The Surprising Link Between Alcohol and CancerPosted on by
By Dafna Kanny, PhD
Senior Scientist, Excessive Alcohol Use Prevention Team, Epidemiology and Surveillance Branch, CDC’s Division of Population Health
Working at CDC often means wearing your “expert hat” wherever you go. One weekend, while pushing my shopping cart in a grocery store, I ran into a CDC colleague I haven’t seen in a while. After catching up on the latest news about our kids, we started chatting about healthy foods; after all, we were at the grocery store.
The conversation quickly turned to our dinner plans for that evening. As a scientist in CDC’s Alcohol Program, I soon found myself wearing my “expert hat” and answering questions on how much alcohol can be consumed. I based my answer on the recommendations in the 2010 U.S. Dietary Guidelines, which define moderate drinking as up to one drink per day for women and up to two drinks per day for men. My colleague was surprised to hear this, as is often the case when people learn about these Guidelines.

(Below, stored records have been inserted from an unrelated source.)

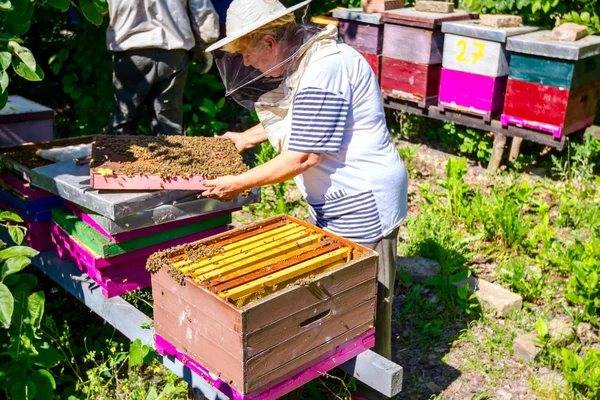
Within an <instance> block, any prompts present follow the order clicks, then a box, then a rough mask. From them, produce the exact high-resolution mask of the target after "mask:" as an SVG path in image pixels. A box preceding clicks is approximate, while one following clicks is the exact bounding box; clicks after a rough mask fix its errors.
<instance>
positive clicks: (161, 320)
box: [154, 314, 244, 391]
mask: <svg viewBox="0 0 600 400" xmlns="http://www.w3.org/2000/svg"><path fill="white" fill-rule="evenodd" d="M162 318H163V315H162V314H161V315H159V316H155V317H154V330H155V332H156V334H157V335H160V336H162V337H163V338H165V339H166V340H168V341H169V342H170V343H172V344H173V345H174V346H175V347H176V348H177V349H179V350H180V351H182V352H183V353H185V354H188V355H189V357H191V358H192V359H193V360H195V361H197V362H198V363H200V364H201V365H203V366H204V367H206V368H208V369H209V370H210V371H211V372H212V373H213V374H214V376H218V377H219V378H221V379H222V380H223V381H224V382H227V383H228V384H229V385H230V386H231V387H232V388H235V389H236V390H239V391H241V388H243V383H244V380H243V376H244V374H243V371H244V369H243V367H242V364H241V362H240V361H239V360H236V359H235V358H233V357H231V356H230V355H229V354H227V353H225V352H224V351H223V350H222V349H221V348H219V347H216V346H214V344H213V343H212V342H210V341H208V340H207V339H206V338H205V337H203V336H201V335H196V336H193V338H194V341H193V342H192V341H187V342H185V343H184V342H182V341H181V339H180V338H181V336H182V335H181V333H180V332H177V330H176V329H172V325H173V322H172V321H168V320H164V319H162ZM159 321H160V322H159ZM165 324H166V325H165Z"/></svg>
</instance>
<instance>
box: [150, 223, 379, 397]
mask: <svg viewBox="0 0 600 400" xmlns="http://www.w3.org/2000/svg"><path fill="white" fill-rule="evenodd" d="M197 244H202V245H205V246H209V247H211V248H222V249H223V252H221V253H219V252H217V253H216V255H214V256H212V257H207V258H204V259H202V258H200V259H199V260H198V261H196V263H195V264H193V263H192V262H191V261H189V260H188V259H187V257H188V255H187V254H186V251H188V250H185V249H183V250H177V251H174V252H172V253H171V255H169V256H168V257H170V258H168V259H167V260H168V261H165V259H164V258H163V259H162V261H161V263H162V264H161V266H162V268H160V269H159V270H158V272H156V273H154V274H153V275H152V292H153V297H154V328H155V331H156V335H157V336H156V342H157V347H159V348H160V350H161V351H163V352H166V353H169V354H172V355H176V356H178V357H179V358H180V359H182V360H184V361H185V362H188V361H189V362H190V363H192V364H193V365H196V366H199V367H197V369H196V370H197V371H200V372H203V373H204V374H207V371H209V372H210V373H211V374H212V375H211V376H218V377H219V378H220V381H219V382H221V383H222V382H225V383H226V385H227V386H228V389H227V390H230V391H233V392H235V393H236V396H234V397H235V398H277V397H278V395H281V394H284V393H285V392H287V391H290V390H292V389H293V388H294V387H298V386H299V385H301V384H303V383H306V382H307V380H306V379H305V378H306V377H307V376H309V377H310V379H314V378H315V377H317V376H318V375H320V374H322V373H323V372H326V371H327V370H328V369H330V368H333V367H334V366H335V365H339V363H342V362H344V361H345V360H347V359H349V357H354V356H356V355H357V353H356V351H359V352H361V351H364V350H365V349H366V348H368V347H370V346H371V345H372V343H373V339H372V335H373V333H374V328H373V323H374V312H375V304H376V290H377V278H376V275H377V258H378V256H377V254H376V253H374V252H372V251H370V250H368V249H366V248H364V247H362V246H359V245H356V244H353V243H351V242H349V241H347V240H344V239H342V238H340V237H337V236H335V235H333V234H330V233H328V232H325V231H323V230H321V229H319V228H316V227H314V226H312V225H309V224H306V223H304V222H302V221H300V220H297V219H295V218H292V217H289V216H278V217H274V218H270V219H267V220H265V221H262V222H259V223H255V224H252V225H250V226H248V227H246V228H240V229H236V230H233V231H230V232H228V233H225V234H220V235H216V236H213V237H211V238H208V239H205V240H201V241H199V242H198V243H197ZM150 264H151V261H149V265H150ZM169 270H171V272H174V273H175V275H177V274H183V278H181V279H184V281H183V282H184V285H182V284H180V283H178V282H177V281H176V280H175V279H174V278H173V277H172V276H171V275H170V274H169V272H168V271H169ZM177 276H180V277H181V276H182V275H177ZM169 348H170V349H171V350H169ZM326 365H327V367H325V366H326ZM316 366H318V368H316ZM323 368H325V369H323ZM200 372H199V373H200ZM311 374H312V375H311ZM315 374H316V375H315ZM310 379H309V380H310ZM290 382H293V383H290ZM215 384H216V383H215ZM282 388H283V389H282ZM267 394H268V395H267ZM244 396H246V397H244ZM265 396H266V397H265Z"/></svg>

There is often a lot of confusion about alcohol consumption in the United States. What is clear, though, is that excessive drinking or drinking too much* is a serious public health problem. It kills about 88,000 Americans each year. In 2006, it cost the United States about $224 billion ($1.90 per drink).
Often when people think about the effects of drinking too much, images of car crashes or other fatal injuries come to mind. However, alcohol is also an important—though often overlooked—risk factor for cancer. In fact, studies have shown that alcohol was responsible for about 20,000 cancer deaths in the United States in 2009. Alcohol is known to be a risk factor for cancers of the head and neck (mouth, throat, and voice box), liver, colon, rectum, and breast. According to the National Cancer Institute and the American Cancer Society, this risk increases with the amount of alcohol consumed. Yet about 1 in 6 U.S. adults binge drinks** an average of 4 times per month, and consumes an average of 8 drinks per binge episode, far exceeding the definition of moderate drinking specified in the Dietary Guidelines.
April is Alcohol Awareness Month. So what should we be aware of? First, drinking too much is never a good idea. Second, if you choose to drink, do so in moderation. Lastly, there are effective ways to reduce excessive drinking that can help reduce the risk of cancer and of many other health problems too.
*Drinking too much includes binge drinking** (for women, 4 or more drinks on an occasion, within about 2 hours; for men, 5 or more drinks), heavy drinking (for women, 8 or more drinks per week; for men, 15 or more drinks per week), and any drinking by pregnant women or those younger than 21 years.